Гэс Сандерс поскреб рукой в затылке:
– Вы имеете в виду – помимо карт? Тут я вам не очень помогу. Разве что Бориса упомяну, Гарнетта… Но у них отношения какие-то странные. Не знаю, не берусь судить. Что вас ещё интересует?
– Ну, например, когда мы изучали окружение Франклина, всплывало имя Ласло Фаркаша. О нем говорят неоднозначно.
На деле О’Рэйли ни с кем не говорил и ровно ничего не слышал о Ласло Фаркаше, а тут просто решил пустить пробный шар. И вроде не зря.
Сандерс крякнул и переместился в кресле. Он молчал с минуту.
– Si taces, consentus![6] – пробормотал О’Рэйли негромко.
– О Ласло Фаркаше – вы должны знать несколько больше, чем я, – протянул Сандерс.
– Это еще почему?
Собеседник взглянул на О’Рэйли испытующе.
– Ладно, не хотите со мной о нем говорить – и не надо. Поясню: есть люди простые и ясные – целиком как на ладони. А есть другие – которые всегда как бы за семью замками. И про них тоже всё понятно – они скрытные. Но есть третья категория людей – они с равной убедительностью могут выглядеть и парнями – «душа нараспашку», и совершенно замкнутыми. И никогда в жизни вы не разберетесь, что на самом деле у них за душой. Вот Ласло Фаркаш, если уж говорить начистоту – именно из таких, – заключил Сандерс.
– Можете подробнее?
– Ну, вам в жизни доводилось общаться с актерами? Есть среди них люди очень разные, но меня во всех них настораживает одно – я решительно не знаю, какую роль в данный момент, общаясь со мной, этот человек играет. И вовсе не потому что он плох – ничего похожего, боже упаси… А просто он или она в своей жизни сыграли столько ролей, что понять – где у них жизнь, а где игра – очень сложно, если вообще возможно.
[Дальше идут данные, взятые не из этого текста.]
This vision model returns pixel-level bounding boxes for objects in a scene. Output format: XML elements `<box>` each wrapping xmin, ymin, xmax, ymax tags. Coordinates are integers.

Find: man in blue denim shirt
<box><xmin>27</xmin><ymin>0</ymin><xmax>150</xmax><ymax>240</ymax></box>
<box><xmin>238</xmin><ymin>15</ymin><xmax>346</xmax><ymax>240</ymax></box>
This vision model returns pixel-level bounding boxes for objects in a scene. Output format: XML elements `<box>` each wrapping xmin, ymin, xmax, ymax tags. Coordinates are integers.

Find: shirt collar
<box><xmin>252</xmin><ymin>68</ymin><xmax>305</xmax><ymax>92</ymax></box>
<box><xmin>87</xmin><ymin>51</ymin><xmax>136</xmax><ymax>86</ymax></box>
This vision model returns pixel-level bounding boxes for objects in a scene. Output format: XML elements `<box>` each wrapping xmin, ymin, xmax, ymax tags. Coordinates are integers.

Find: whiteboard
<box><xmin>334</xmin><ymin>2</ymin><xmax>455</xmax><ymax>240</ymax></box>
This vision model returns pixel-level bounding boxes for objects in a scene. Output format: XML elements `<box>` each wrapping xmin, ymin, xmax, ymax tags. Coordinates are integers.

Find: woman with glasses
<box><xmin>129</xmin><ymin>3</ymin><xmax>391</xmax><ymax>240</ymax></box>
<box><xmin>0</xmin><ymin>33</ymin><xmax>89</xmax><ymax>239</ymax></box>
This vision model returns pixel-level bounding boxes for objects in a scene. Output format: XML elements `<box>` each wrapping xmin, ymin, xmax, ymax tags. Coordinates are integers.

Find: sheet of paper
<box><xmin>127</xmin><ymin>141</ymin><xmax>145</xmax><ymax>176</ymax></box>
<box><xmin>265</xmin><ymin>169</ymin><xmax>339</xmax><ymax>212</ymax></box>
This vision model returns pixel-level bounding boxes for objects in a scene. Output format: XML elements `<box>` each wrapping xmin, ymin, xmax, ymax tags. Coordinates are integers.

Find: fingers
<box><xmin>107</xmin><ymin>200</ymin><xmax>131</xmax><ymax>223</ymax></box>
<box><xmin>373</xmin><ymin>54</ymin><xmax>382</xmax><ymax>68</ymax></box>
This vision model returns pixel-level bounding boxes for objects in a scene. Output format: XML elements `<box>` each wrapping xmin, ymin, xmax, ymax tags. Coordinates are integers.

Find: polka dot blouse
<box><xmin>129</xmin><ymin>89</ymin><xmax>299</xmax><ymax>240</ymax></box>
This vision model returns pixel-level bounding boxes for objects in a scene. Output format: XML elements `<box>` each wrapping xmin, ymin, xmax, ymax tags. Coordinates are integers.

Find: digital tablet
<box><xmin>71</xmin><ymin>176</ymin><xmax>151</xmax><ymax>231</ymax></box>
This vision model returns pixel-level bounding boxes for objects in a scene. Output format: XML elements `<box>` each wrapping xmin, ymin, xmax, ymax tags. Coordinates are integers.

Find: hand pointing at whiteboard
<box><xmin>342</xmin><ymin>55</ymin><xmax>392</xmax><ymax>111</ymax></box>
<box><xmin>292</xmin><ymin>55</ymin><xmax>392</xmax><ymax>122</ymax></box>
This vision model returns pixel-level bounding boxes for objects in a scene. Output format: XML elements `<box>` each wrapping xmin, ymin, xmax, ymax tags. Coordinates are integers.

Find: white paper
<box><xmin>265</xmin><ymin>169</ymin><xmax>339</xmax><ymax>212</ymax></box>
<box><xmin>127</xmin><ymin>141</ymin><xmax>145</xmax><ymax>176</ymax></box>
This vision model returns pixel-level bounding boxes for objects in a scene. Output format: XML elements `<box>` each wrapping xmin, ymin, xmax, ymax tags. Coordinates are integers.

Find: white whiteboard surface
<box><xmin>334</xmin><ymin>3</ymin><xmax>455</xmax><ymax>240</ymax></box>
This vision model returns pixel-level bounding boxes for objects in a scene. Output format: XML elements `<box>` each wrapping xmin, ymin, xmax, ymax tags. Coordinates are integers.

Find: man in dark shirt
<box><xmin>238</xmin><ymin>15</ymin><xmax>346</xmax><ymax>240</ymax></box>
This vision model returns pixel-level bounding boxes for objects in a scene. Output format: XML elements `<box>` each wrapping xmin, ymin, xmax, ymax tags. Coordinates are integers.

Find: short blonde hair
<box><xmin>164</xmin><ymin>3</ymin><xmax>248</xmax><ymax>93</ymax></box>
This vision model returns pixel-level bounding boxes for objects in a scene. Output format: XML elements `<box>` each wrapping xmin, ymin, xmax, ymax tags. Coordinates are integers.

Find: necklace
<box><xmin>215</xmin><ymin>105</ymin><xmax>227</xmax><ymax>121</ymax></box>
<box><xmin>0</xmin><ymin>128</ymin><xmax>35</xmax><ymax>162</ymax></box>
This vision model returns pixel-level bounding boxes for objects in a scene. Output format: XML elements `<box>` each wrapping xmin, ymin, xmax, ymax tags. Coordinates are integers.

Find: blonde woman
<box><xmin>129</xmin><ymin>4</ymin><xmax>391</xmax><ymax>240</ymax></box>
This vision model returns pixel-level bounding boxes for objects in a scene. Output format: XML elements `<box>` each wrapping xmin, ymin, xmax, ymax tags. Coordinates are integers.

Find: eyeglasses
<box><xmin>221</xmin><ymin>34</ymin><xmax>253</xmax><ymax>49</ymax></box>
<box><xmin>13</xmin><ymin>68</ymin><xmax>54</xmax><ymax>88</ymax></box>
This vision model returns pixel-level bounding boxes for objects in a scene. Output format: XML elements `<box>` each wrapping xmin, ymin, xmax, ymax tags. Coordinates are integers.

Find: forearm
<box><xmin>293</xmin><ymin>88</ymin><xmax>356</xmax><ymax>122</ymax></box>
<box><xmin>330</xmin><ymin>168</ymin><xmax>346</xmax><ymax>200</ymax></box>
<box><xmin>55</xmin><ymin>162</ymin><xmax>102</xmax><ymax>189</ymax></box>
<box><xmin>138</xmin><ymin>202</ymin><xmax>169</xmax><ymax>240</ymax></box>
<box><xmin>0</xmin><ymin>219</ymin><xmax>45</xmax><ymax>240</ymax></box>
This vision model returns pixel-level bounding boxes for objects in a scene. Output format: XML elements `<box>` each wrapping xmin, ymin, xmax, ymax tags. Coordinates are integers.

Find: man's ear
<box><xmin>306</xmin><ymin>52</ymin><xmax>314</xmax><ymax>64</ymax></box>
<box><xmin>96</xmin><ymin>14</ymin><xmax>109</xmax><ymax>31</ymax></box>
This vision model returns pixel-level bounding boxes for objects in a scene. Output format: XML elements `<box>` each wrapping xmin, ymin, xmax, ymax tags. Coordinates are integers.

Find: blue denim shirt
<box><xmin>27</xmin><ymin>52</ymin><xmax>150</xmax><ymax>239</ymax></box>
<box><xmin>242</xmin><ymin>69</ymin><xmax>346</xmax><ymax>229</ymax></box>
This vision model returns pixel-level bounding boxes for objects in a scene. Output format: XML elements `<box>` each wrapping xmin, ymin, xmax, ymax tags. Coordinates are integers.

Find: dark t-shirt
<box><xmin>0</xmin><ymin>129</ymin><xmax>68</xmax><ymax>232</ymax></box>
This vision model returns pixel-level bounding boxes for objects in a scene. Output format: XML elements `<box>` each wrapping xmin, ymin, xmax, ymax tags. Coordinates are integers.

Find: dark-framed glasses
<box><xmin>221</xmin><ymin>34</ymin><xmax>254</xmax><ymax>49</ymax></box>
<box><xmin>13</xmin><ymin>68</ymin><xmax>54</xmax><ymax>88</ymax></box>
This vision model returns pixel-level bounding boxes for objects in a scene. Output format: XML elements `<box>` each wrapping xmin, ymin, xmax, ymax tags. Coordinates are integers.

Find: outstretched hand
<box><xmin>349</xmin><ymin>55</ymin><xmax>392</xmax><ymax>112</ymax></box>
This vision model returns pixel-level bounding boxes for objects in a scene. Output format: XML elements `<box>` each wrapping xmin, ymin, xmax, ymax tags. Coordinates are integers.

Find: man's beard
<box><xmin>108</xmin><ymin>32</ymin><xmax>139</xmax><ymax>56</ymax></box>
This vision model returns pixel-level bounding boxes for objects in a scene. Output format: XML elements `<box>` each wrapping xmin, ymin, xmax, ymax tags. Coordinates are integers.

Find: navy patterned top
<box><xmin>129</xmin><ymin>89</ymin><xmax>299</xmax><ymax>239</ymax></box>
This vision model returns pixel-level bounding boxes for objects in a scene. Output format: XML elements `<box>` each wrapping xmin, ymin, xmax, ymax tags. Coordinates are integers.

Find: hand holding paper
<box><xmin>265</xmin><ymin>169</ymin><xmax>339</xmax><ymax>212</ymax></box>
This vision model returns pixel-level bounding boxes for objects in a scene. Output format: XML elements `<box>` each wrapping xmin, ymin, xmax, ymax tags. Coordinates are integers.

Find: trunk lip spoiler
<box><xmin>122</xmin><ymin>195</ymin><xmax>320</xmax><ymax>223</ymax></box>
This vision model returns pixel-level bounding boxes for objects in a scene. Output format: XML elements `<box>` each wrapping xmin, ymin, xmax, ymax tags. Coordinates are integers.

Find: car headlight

За стеной загудел мотор, открывающий дверь гаража и Сандерс прервался на полуслове.
– Сейчас познакомлю вас с моей милой. – И, уже во всю силу своего мощного баса: – Хони, хани[7], у нас гость!
* * *
Надежда следствия на человека из банды «№ 19» оказалась пустой. И дело не в том, что он всё категорически отрицал – с этого все подозреваемые начинают. Дело было в том, что вчерашним вечером, почти до полуночи он был в баре с приятелями. Видели его многие, алиби было железным. «Значит, эта страница закрыта,» – думал Потемкин. Надо открывать следующие.
Вчера он успел с представителями дорожной полиции засветло проехать еще раз по дороге, которая вела от низинной части Беверли Хиллс к озеру или резервуару Франклин. Была слабая надежда найти следы серо-стального БМВ убитого Фрэнка. (Сотрудники утром выяснили марку автомобиля и место его обычной парковки, которое вчера осталось пустым).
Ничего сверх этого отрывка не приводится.